20110530_AC

Source: SACPOP (Vimeo)

URL: http://vimeo.com/73536828

Date: 30/05/2011

Event: All Watched Over By Machines of Loving Grace: 2: The Use and Abuse of Vegetational Concepts

Attribution: Adam Curtis

People:

    • Peder Anker: Historian of Ecology
  • Adam Curtis: Film maker
  • Jeff Rulifson: Computer engineer

[Caption: "THIS IS A STORY ABOUT THE RISE OF THE MACHINES... AND OUR BELIEF IN THE BALANCE OF NATURE... HOW THE IDEA OF THE ECOSYSTEM WAS INVENTED... HOW IT INSPIRED US... AND HOW IT WASN'T EVEN TRUE".]
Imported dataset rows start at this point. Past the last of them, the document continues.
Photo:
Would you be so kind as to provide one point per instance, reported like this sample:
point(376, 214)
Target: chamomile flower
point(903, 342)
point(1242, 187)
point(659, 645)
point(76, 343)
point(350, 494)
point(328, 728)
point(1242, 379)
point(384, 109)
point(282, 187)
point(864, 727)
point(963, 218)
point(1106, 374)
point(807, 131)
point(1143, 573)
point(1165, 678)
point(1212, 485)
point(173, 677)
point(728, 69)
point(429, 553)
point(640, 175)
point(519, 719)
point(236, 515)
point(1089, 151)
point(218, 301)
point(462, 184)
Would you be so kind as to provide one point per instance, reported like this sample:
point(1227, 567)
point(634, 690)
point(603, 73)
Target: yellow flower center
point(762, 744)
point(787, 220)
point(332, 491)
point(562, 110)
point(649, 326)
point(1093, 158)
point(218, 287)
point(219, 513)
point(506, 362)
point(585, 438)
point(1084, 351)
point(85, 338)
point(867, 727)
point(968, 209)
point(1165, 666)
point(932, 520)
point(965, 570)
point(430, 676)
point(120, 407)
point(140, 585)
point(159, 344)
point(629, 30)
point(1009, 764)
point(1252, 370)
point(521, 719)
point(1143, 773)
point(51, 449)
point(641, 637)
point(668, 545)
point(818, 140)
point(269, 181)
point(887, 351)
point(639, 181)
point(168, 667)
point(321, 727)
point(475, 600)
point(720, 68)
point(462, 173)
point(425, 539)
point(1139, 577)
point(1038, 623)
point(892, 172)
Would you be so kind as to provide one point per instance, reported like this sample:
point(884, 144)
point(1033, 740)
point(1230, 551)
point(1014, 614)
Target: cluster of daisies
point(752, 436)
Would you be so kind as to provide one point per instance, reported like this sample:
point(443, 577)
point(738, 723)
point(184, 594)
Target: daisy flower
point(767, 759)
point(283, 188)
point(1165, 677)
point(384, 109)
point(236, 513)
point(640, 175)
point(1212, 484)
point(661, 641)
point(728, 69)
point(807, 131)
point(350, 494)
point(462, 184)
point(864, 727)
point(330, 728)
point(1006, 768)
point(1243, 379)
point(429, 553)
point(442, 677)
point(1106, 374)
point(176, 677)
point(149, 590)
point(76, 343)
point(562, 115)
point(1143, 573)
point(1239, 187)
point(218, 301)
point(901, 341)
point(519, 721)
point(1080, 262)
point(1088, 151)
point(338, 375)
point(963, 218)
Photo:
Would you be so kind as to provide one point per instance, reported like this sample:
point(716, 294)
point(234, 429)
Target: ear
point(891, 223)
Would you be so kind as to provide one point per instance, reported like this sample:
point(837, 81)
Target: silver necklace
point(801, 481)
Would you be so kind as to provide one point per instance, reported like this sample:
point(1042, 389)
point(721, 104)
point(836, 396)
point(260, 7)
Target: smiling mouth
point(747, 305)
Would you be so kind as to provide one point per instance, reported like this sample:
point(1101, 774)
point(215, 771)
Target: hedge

Adam Curtis: In the mass democracies of the West, a new ideology has risen up. We have come to believe that the old hierarchies of power can be replaced by self-organising networks. From internet utopianism to the global economic system, and above all, the ecosystems of the natural world, today we dream of systems that can balance and stabilise themselves, without the intervention of authoritarian power.

But, in reality, this is the dream of the machines. It reflects how they are organised. It has nothing to do with nature. And as a model for human society and for politics, it is wholly inadequate, in the face of the powerful, dynamic forces that really dominate the world today. This is the story of the rise of the dream of the self-organising system, and the strange, machine fantasy of nature that underpins it.

[Caption: "THE USE AND ABUSE OF VEGETATIONAL CONCEPTS".]

[Clip from the "Mother of All Demos" ("MoAD"), a presentation by Doug Englebart and the staff of SRI's Augmenting Human Intellect group at the Fall Joint Computer Conference on December 8, 1968.]

Jeff Rulifson: The MOL is a, in a sense it's a high level language ... It's also very very close to machine language, 940 machine language. People talk about the actual registers of the machine and you talk about doing indirect addressing...

[Caption: "London at the height of the British Empire. Or so they thought".]

Adam Curtis: At the end of the First World War, a young biologist called Arthur Tansley had a frightening dream. He dreamt he was in an African village. The natives started to come towards him. Then his wife appeared. He picked up a rifle, aimed it at her and pulled the trigger. Tansley wanted to know what the dream meant, so he started to study the ideas of Sigmund Freud, and he became fascinated.

And in 1922 he even went to Vienna, to be analysed by Freud himself. What caught Tansley's imagination was an obscure part of Freud's theory that said that the human brain was actually an electrical machine. But the sense data, that came in through the eyes and the ears created bursts of energy that flowed around networks inside the brain, just like electrical circuits.

Tansley was fascinated by this. And he made an extraordinary conceptual leap. He decided that he could take this model of the mind and apply it to the whole of the natural world. He became convinced that underneath the complexity of nature were systems, vast interconnected circuits that linked all animals and plants, through which energy flowed. He invented a name for them - he called them "ecosystems".

Peder Anker: Tansley's idea of the mind was that of networks - see, you have energy going through tubes into a new sort of [explosive sound] explosion, then to a new tube [explosive sound] explosion, and the way to create this explosion would be sense perception. So these energy tubes would go out of the motor mechanism of the mind, creating a network, a system within the mind. Now this he would just transfer - one to one, almost - into his description of the natural environment, in which energy between species and a moment [?] of species, would constitute a system, an ecosystem, of energy flowing between these different species. So the grasshopper eating the grass will then be energy transforming through the tube into the [dung?], where the beetle would do his or her job.

Adam Curtis: It's a very mechanical idea.

Peder Anker: It's very mechanical indeed.

Adam Curtis: But Tansley went much further. He said that if these ecosystems were disturbed, they would always try and return to an original balanced state.